Matteo Salvini, Giuseppe Conte e Luigi Di Maio. Foto di Elisabetta Villa/Getty Images

Come tutti sanno la materia economica e finanziaria è incandescente e occorre competenza per maneggiarla. Certo l’uscita dal ‘cul de sac’ in cui si trova l’Italia a causa dell’elevato debito pubblico non è facile da trovare. Durante la scorsa estate abbiamo segnalato ai nostri numerosi lettori che il problema fondamentale da risolvere era come riuscire ad abbattere il debito pubblico che per la sua dimensione limita gli spazi di manovra e gli sforzi per ottenere maggiore crescita. E non ci sbagliavamo, viste le tensioni di questi giorni.
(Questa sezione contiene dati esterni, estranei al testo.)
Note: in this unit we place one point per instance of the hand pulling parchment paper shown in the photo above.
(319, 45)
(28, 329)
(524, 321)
Da una parte restiamo convinti che non bisogna abbandonare l’idea di poter trovare nuove vie per far crescere il Pil di più di quanto si è fatto finora. E in quest’ottica gli sforzi del “governo del cambiamento” sono ammirevoli, anche se con risultati tutti da dimostrare. Ma non si può ignorare la situazione debitoria in cui versa l’Italia e proporre misure che appartengono più alle aule accademiche che alla realtà degli ultimi cinquant’anni. Insomma non si possono lanciare tanti boomerang che rischiano di tornare indietro facendo più male dei benefici prodotti.

Per questo motivo sono in molti a pensare, noi compresi, che l’unica strada da imboccare sia quella di prendere il toro per le corna e mettere a punto un piano serio per diminuire il debito pubblico: come prima cosa. Solo così lo spread può diminuire consentendo di liberare risorse finanziarie che possono essere sapientemente spese per rilanciare la crescita del Pil. Non è facile ma bisogna partire da lì, non dall’aumento della spesa pubblica che automaticamente fa salire lo spread e gli oneri finanziari associati al nostro debito. Finché non si capirà questo assunto di base sarà difficile uscire dal tunnel e bisogna sperare che l’ingenuità di Giorgetti nel fissare una soglia (spread a 400) per l’intervento pubblico nelle banche non convinca il mercato che valga la pena andare a vedere se il governo bluffa o fa sul serio, portando lo spread vicino a quel livello. E a quel punto tornare sui propri passi sarà molto, molto difficile.